O mister tem a consciência do favoritismo de um dos grandes do futebol português, mas promete que entrar no jogo para competir. “Não sei se a probabilidade é de 1% de passar a eliminatória, mas temos que nos agarrar a essa probabilidade e sermos competitivos para passar esta eliminatória”.

Diz mesmo que pensar numa vitória “é obviamente um sonho, sabemos que a possibilidade é remota, mas não consigo entrar num jogo para não competir”, frisando que o resultado ainda não está definido. “Se toda a gente soubesse o resultado do jogo não íamos ter amanhã o estádio lotado para vero o Vilar de Perdizes – Porto, nem os meus jogadores se iriam apresentar em campo”, afirmou.

E vencer pode ser um cenário pouco provável, mas o treinado dos Gverreiros da Raia, não a põe completamente de parte. “Sei que o Porto não tem 100% de hipóteses de ganhar, a probabilidade que temos é diminuta, mas não podemos entrar para o jogo sem pensar em competir. A hipótese de ganharmos ao FC Porto, claro que olhamos para ela como uma possibilidade”, garantiu.

A ansiedade do plantel e de toda a equipa tem sido um dos fatores a gerir nestas semanas. “Primeiro tenho que me mentalizar a mim que vou para um jogo para competir e depois conseguir inspirar os meus jogadores nesse facto”, frisou o treinador.

“O nosso maior adversário tem sido controlar a ansiedade até ao dia do jogo. As maiores dificuldades que podemos encontrar da parte do adversário é o histórico do Futebol Clube do Porto, o não facilitismo o que o mister Sérgio Conceição nos tem habituado, basta ver o histórico dos jogos nesta eliminatória, que diz bem da dimensão da montanha que vamos ter de escalar”, acrescentou.

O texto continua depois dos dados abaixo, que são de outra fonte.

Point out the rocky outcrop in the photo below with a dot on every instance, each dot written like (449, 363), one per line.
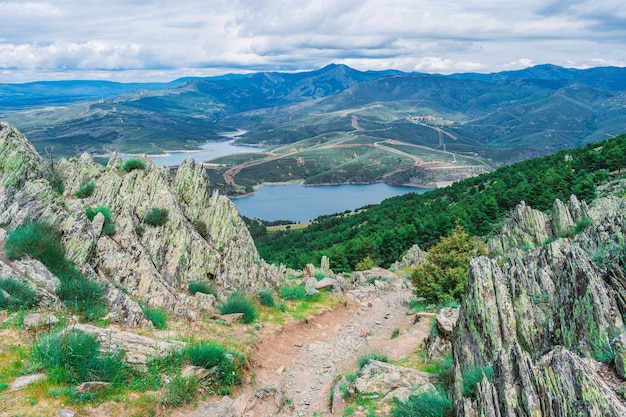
(204, 238)
(541, 319)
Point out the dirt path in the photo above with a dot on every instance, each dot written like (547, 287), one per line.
(295, 365)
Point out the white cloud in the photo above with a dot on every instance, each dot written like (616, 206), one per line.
(152, 37)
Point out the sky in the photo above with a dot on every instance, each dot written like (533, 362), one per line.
(161, 40)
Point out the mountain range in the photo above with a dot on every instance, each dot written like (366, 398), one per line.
(503, 117)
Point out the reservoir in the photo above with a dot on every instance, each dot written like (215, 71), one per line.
(302, 204)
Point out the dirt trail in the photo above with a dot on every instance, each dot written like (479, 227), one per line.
(294, 366)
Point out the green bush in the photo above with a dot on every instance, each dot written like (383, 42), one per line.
(225, 364)
(201, 286)
(40, 241)
(238, 302)
(73, 357)
(201, 228)
(156, 316)
(133, 164)
(156, 216)
(266, 298)
(180, 391)
(472, 377)
(372, 356)
(292, 292)
(428, 403)
(21, 295)
(86, 190)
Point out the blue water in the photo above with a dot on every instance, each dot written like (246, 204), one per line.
(302, 204)
(210, 150)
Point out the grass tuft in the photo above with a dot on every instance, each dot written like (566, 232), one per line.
(156, 216)
(238, 302)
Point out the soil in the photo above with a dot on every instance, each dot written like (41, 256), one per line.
(294, 365)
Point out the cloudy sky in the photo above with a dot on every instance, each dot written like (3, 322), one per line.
(147, 40)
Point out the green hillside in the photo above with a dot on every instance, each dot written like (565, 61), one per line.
(385, 231)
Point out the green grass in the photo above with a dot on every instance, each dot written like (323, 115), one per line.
(74, 357)
(20, 295)
(428, 403)
(157, 316)
(292, 292)
(201, 286)
(156, 216)
(266, 298)
(86, 190)
(133, 164)
(238, 302)
(42, 241)
(226, 365)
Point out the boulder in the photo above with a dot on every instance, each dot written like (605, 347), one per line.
(138, 349)
(381, 380)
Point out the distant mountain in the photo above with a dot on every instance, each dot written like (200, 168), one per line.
(506, 116)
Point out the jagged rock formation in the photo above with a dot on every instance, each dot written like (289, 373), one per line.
(204, 238)
(541, 318)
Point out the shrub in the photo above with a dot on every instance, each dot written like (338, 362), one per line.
(201, 286)
(133, 164)
(156, 216)
(180, 391)
(443, 276)
(372, 356)
(225, 364)
(73, 357)
(472, 377)
(429, 403)
(86, 190)
(201, 227)
(156, 316)
(21, 295)
(292, 292)
(238, 302)
(39, 240)
(42, 242)
(266, 298)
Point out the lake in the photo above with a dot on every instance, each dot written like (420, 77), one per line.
(209, 150)
(302, 204)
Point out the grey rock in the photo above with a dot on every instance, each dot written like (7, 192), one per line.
(325, 283)
(381, 380)
(92, 386)
(23, 381)
(138, 349)
(35, 320)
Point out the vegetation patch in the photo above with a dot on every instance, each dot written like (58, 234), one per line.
(428, 403)
(443, 277)
(156, 216)
(73, 357)
(133, 164)
(42, 241)
(238, 302)
(16, 294)
(266, 298)
(86, 189)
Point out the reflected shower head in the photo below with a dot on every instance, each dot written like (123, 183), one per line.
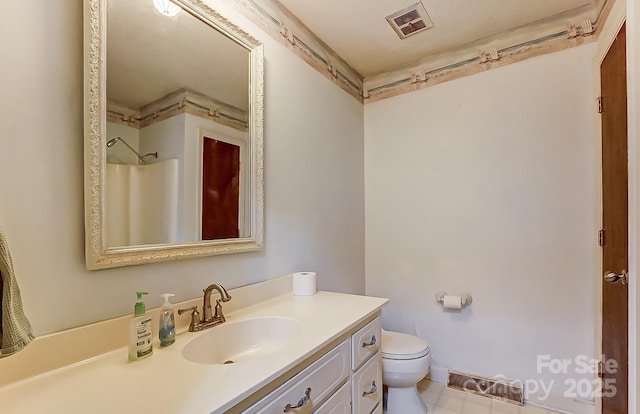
(141, 158)
(112, 142)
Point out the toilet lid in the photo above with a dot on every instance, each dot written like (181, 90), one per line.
(396, 345)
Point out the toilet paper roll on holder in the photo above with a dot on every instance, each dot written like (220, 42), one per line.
(466, 298)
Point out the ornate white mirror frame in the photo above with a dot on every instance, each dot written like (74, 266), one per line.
(98, 254)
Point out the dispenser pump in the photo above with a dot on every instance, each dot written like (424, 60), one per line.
(139, 308)
(166, 304)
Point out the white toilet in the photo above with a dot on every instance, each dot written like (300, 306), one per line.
(406, 359)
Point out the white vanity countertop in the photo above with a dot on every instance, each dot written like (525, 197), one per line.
(168, 383)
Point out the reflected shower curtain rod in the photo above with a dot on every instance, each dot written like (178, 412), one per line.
(141, 158)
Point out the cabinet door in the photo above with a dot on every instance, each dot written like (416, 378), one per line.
(309, 388)
(339, 403)
(365, 343)
(367, 386)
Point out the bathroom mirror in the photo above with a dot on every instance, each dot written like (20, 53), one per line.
(173, 133)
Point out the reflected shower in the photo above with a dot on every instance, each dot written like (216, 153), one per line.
(141, 158)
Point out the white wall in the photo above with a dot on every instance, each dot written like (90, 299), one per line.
(314, 201)
(486, 185)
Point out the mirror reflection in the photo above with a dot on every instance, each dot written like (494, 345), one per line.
(177, 128)
(173, 133)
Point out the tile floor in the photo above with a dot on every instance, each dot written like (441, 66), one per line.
(443, 400)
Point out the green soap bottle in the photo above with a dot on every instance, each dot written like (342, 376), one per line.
(140, 331)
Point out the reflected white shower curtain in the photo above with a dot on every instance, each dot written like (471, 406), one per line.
(142, 203)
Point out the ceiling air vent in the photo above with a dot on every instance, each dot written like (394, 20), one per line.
(414, 19)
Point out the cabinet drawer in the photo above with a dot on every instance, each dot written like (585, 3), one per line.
(321, 379)
(365, 343)
(367, 386)
(339, 403)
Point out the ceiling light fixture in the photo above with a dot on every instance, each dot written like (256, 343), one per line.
(166, 7)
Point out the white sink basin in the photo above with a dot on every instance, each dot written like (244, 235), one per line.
(247, 339)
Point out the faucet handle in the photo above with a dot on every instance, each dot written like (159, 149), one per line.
(195, 317)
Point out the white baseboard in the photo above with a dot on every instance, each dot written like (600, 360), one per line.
(438, 374)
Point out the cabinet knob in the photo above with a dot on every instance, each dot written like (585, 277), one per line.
(373, 390)
(303, 401)
(372, 342)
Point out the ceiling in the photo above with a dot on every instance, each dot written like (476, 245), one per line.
(150, 56)
(358, 32)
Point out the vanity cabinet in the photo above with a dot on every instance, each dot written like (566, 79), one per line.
(345, 380)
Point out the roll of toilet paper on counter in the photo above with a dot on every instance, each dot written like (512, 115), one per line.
(304, 283)
(452, 302)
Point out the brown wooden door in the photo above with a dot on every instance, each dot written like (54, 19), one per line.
(220, 189)
(614, 219)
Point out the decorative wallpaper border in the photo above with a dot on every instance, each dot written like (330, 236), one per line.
(286, 28)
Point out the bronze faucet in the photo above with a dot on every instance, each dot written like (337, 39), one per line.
(208, 319)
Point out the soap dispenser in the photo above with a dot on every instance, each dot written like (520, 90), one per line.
(140, 332)
(167, 322)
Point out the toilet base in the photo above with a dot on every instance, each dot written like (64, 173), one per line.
(404, 401)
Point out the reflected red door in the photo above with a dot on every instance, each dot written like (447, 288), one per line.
(220, 189)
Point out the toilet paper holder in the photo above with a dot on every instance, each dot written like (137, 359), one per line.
(465, 298)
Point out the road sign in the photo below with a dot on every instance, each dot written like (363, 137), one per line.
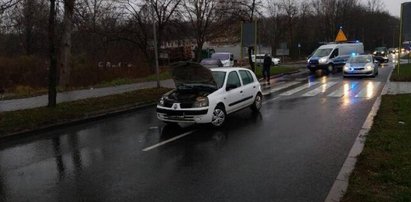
(406, 21)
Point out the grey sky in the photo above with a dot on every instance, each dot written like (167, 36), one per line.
(393, 6)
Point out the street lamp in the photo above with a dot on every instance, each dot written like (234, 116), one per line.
(155, 44)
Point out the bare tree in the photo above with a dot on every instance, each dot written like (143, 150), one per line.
(6, 4)
(375, 5)
(201, 14)
(52, 95)
(65, 56)
(164, 12)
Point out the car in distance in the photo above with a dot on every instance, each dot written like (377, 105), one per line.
(226, 58)
(361, 65)
(211, 62)
(381, 54)
(204, 95)
(259, 59)
(339, 62)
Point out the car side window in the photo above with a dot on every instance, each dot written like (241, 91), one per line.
(335, 53)
(246, 77)
(233, 80)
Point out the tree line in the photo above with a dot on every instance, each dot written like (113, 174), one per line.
(74, 35)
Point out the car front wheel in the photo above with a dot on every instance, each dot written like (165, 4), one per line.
(258, 103)
(219, 116)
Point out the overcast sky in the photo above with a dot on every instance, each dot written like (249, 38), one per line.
(393, 6)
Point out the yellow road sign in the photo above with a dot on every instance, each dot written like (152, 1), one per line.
(340, 36)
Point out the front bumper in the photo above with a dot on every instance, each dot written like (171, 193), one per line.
(197, 115)
(314, 67)
(381, 58)
(358, 73)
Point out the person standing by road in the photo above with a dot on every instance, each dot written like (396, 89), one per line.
(266, 68)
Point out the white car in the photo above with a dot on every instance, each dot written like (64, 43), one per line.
(204, 95)
(260, 59)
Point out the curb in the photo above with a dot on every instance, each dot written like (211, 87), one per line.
(340, 184)
(86, 118)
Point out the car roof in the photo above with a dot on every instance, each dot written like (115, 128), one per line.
(222, 53)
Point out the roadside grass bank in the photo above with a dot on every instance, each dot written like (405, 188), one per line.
(19, 92)
(275, 70)
(30, 119)
(404, 73)
(383, 169)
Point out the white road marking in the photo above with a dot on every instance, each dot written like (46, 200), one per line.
(344, 90)
(320, 89)
(369, 91)
(168, 141)
(278, 88)
(298, 89)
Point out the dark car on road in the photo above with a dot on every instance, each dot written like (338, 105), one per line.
(339, 62)
(211, 62)
(361, 65)
(381, 54)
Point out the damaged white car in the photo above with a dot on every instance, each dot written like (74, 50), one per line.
(205, 95)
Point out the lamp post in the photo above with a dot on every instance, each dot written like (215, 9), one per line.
(155, 44)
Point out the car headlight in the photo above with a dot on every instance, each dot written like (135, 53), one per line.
(201, 102)
(323, 60)
(161, 101)
(346, 67)
(368, 67)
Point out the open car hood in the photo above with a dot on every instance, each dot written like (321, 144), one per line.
(192, 74)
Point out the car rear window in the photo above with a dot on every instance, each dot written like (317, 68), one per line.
(246, 77)
(219, 77)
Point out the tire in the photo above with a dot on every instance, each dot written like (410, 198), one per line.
(219, 116)
(258, 103)
(330, 69)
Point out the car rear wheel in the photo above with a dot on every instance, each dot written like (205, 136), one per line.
(219, 116)
(258, 103)
(330, 69)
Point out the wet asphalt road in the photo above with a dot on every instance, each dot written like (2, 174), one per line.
(291, 151)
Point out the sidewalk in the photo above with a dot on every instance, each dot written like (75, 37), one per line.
(41, 101)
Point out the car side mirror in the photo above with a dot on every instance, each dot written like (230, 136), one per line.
(230, 87)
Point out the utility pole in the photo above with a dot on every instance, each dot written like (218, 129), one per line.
(155, 44)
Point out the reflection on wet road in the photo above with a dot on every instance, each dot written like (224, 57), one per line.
(291, 151)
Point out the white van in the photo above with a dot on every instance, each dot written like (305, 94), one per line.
(323, 57)
(226, 58)
(260, 59)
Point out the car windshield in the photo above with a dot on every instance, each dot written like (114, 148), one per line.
(360, 59)
(322, 52)
(219, 77)
(221, 56)
(380, 49)
(209, 62)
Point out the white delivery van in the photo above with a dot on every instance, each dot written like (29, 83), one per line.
(226, 58)
(323, 57)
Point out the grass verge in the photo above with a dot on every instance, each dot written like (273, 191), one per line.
(403, 75)
(383, 170)
(275, 70)
(16, 121)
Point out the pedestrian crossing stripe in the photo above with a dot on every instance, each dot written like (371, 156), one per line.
(298, 89)
(278, 88)
(369, 90)
(347, 89)
(344, 90)
(320, 89)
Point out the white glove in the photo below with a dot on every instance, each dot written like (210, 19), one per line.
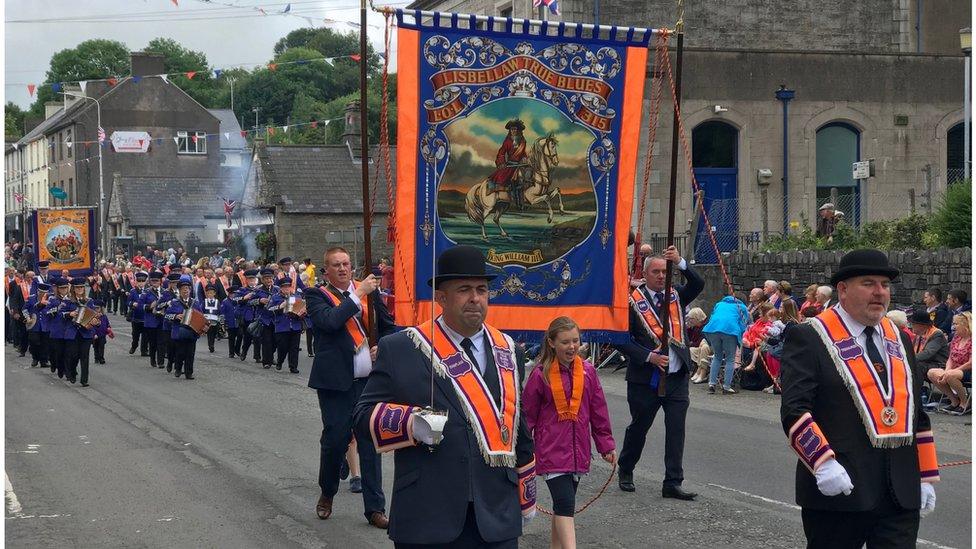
(928, 499)
(833, 480)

Para Vítor Gamito esta partida tem mais fatores além do resultado. “Olharei no futuro para este jogo como um passo para algo maior”, afirma, sem conseguir dizer se este jogo é mais importante do que a subida ao campeonato de Portugal e a manutenção no ano passado. “Sem esses jogos não estava aqui hoje, neste jogo que é um marco histórico na aldeia de Vilar de Perdizes e no concelho de Montalegre, bem como em todo o distrito, mas não consigo olhar para um evento de forma isolada”, referiu.

Para o treinador deste dia “vai ter de sobrar alguma coisa”, considerando que “temos de aproveitar o mediatismo todo, que se deve ao adversário, mas não temos de encher o balão ao máximo, ele rebentar e não ficar nada, temos de ter os pés bem assentes no chão”. Vítor Gamito espera que “sobre alguma coisa na segunda-feira e que sirva de motivação, sentimos o sabor do que é um jogo desta dimensão e que trabalhemos para que um dia esse mediatismo seja em função do nosso trabalho”.

O plantel está à inteira disposição, e o treinador admite que foi complicado escolher os jogadores e gerir as expectativas num jogo em que todos querem entrar em campo.

Conta com as características da equipa “de caráter bastante ofensivo, com um dos melhores ataques da série A, e que nunca vira a cara à luta”.

A partida Vilar de Perdizes-FC Porto disputa-se amanhã, às 20h45 no Estádio Municipal Engenheiro Manuel Branco Teixeira, em Chaves.